IMR 2019 juga memuat komentar misalnya dari ustaz muda Romzi Ahmad. “Narasi agama yang kita bawakan ke ranah publik harusnya bukan narasi yang menyeramkan. Kalau memahami agama, sesungguhnya persatuan dan kerukunan adalah hal yang wajib diajarkan oleh agama.”

Tentu saja kita tidak boleh menutup mata terhadap bahaya yang muncul. Misalnya, kasus ucapan rasialis terhadap mahasiswa Papua di Surabaya yang memicu aksi di berbagai lokasi dan membuat situasi memanas, harusnya menggedor dinding empati kita semua, bahwa masih ada yang mengalami ketidakadilan dan ketinggalan. 

Pendekatan ekonomi termasuk pembangunan fisik tidak cukup, karena lebih penting adalah menyentuh jiwa warga Papua dengan pendekatan budaya, serta memastikan pelaku pelanggaran Hak Asasi Manusia terhadap mereka diusut tuntas dan dihukum.  Sikap toleransi di sini diharapkan mampu membangun rasa saling percaya.

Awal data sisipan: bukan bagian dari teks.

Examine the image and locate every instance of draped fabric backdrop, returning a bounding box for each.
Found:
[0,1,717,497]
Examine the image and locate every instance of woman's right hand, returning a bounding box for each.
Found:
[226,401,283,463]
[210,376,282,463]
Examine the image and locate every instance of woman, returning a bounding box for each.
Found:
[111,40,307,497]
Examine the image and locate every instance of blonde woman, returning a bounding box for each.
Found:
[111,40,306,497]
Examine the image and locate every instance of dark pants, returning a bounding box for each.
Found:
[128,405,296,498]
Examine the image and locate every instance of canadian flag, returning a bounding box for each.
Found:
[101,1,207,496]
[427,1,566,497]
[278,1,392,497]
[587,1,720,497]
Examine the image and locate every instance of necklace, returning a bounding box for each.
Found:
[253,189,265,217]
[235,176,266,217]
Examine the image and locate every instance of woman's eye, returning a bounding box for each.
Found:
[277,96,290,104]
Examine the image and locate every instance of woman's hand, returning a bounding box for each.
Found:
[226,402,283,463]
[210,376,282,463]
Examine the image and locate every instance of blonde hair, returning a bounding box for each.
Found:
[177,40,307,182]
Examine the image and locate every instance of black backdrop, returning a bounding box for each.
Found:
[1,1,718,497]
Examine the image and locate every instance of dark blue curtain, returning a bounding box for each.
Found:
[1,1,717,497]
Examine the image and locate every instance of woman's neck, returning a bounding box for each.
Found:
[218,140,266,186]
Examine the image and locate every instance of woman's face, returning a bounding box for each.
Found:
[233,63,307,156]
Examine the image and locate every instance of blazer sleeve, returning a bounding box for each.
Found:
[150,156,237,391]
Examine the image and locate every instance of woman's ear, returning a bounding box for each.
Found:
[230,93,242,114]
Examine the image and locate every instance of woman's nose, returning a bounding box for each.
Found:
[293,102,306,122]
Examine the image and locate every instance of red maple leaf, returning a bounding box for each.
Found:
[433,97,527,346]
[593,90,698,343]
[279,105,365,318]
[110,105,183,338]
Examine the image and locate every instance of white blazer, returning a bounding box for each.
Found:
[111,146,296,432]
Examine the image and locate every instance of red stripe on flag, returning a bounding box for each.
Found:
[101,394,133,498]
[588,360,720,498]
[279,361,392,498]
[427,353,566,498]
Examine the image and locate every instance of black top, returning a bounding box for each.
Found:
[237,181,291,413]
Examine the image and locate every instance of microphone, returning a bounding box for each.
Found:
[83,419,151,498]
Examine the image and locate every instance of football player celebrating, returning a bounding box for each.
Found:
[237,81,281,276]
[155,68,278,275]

Contoh lain adalah ancaman dari meluasnya paham radikalisme dengan kekerasan yang dipicu oleh kombinasi situasi global dan potensi bibit radikalisme dan ekstrimisme di dalam negeri. Dunia digital membuat transfer nilai-nilai, baik yang positif dan negatif menjadi lebih mudah. Tinggal klik, informasi berpindah. Menyebar. Lagi-lagi, millennial dan gen Z yang aktif menggunakan internet paling rentan terpapar konten yang berbahaya.  Konten yang mendorong sikap intoleran.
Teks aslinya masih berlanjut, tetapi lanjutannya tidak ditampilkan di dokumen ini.